Lady Silchester smiled, and while the smile lasted I thought that I had never seen a more beautiful woman. Then she held out a delicate little hand, sparkling with rings, and placed it in mine, which in those days was as brown as a berry and not very soft.
“Thank you so much, Mr. Morton.”
She looked up at me quite kindly for a moment. Then suddenly her manner completely—changed. She withdrew her eyes from my face, with a slight flush in her cheeks, and turned abruptly away.
“Good evening, Mr. Morton. I am much obliged to you for your promise,” she said, in a colder tone.
I drew myself up, unconscious of having said or done anything which could possibly offend her, and feeling boyishly hurt at her change of manner.
“Good evening, Lady Silchester,” I answered, with all the dignity I could command. Then I turned away and left the Castle.
I walked down the broad avenue slowly, casting many glances behind me at the vast, gloomy pile, around which the late evening mists were rising from the damp ground. Many lights were twinkling from the upper windows and from the east wing, where the servants’ quarters were situated, but the lower part of the building lay in a deep obscurity, unilluminated, save by one faint light from Mr. Ravenor’s study. There seemed something unnatural, almost ghostly, about the place, which chilled while it fascinated me.
What was that? I stood suddenly still in the middle of the drive and listened. A faint, muffled cry, which seemed to me at first to be a human cry, had broken the deep evening stillness.

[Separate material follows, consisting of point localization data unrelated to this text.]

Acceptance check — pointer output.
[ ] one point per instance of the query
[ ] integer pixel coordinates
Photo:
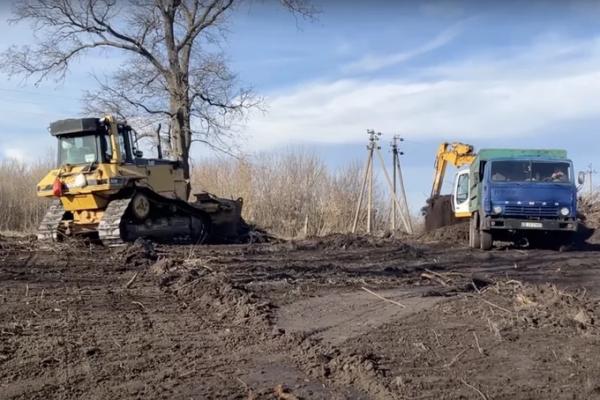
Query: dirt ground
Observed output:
(341, 317)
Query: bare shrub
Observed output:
(20, 208)
(291, 192)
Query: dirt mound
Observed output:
(211, 294)
(140, 252)
(347, 241)
(457, 234)
(325, 362)
(522, 307)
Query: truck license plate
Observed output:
(532, 225)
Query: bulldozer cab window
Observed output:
(78, 150)
(125, 146)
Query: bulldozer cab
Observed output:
(95, 141)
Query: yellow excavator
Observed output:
(104, 188)
(440, 210)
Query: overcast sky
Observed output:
(485, 73)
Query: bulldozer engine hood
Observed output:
(76, 126)
(83, 179)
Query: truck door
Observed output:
(461, 194)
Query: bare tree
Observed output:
(174, 72)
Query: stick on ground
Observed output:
(483, 396)
(128, 285)
(383, 298)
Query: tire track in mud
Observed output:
(243, 319)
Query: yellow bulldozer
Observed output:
(104, 188)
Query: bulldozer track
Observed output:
(109, 228)
(48, 229)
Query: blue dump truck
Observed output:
(520, 196)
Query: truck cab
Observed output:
(518, 196)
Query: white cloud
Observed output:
(15, 154)
(515, 94)
(372, 63)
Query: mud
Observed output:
(341, 317)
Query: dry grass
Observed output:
(589, 206)
(20, 209)
(287, 191)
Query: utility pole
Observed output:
(367, 183)
(591, 172)
(397, 176)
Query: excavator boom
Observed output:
(456, 154)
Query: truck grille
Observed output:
(531, 211)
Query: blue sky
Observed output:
(488, 73)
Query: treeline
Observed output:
(290, 193)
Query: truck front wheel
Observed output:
(487, 241)
(474, 235)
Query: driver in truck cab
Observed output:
(558, 175)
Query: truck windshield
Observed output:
(77, 149)
(531, 171)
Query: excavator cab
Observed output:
(442, 210)
(461, 194)
(102, 187)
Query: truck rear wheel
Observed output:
(487, 240)
(474, 234)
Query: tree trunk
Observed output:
(181, 138)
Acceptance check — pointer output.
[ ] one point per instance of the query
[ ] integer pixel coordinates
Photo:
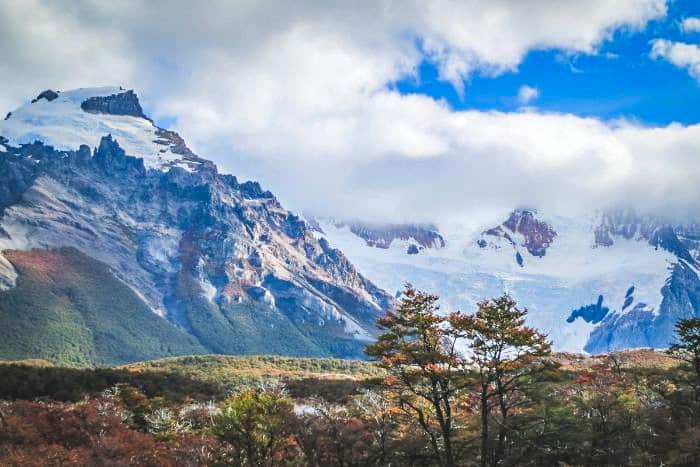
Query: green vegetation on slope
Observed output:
(201, 377)
(251, 328)
(70, 309)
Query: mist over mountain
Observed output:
(93, 188)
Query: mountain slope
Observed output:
(221, 260)
(70, 309)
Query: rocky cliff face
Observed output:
(636, 323)
(221, 259)
(522, 229)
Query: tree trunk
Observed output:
(484, 426)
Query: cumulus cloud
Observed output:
(526, 94)
(689, 25)
(299, 96)
(682, 55)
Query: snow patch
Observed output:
(570, 275)
(63, 124)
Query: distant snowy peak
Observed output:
(522, 229)
(70, 119)
(681, 240)
(414, 237)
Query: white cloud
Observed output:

I held my breath and remained quite motionless, with strained hearing. There was no repetition of it, no other sound. I was puzzled; more than half inclined to be alarmed. It might have been the crying of a hare, or the squealing of a rabbit caught by a stoat. But my first impression had been a strong one, improbable though it seemed. Poachers, however daring, would scarcely be likely to invade the closely-guarded inner grounds, where the preserves were fewer and the risk of capture far greater than outside the park. Besides, there had been no discharge of firearms, no commotion, no loud cries; only that one muffled, despairing moan. What could it mean?
A steep ascent lay before me. After a moment’s hesitation I hurried forward and did not pause until I reached the summit and had clear view around through the hazy twilight.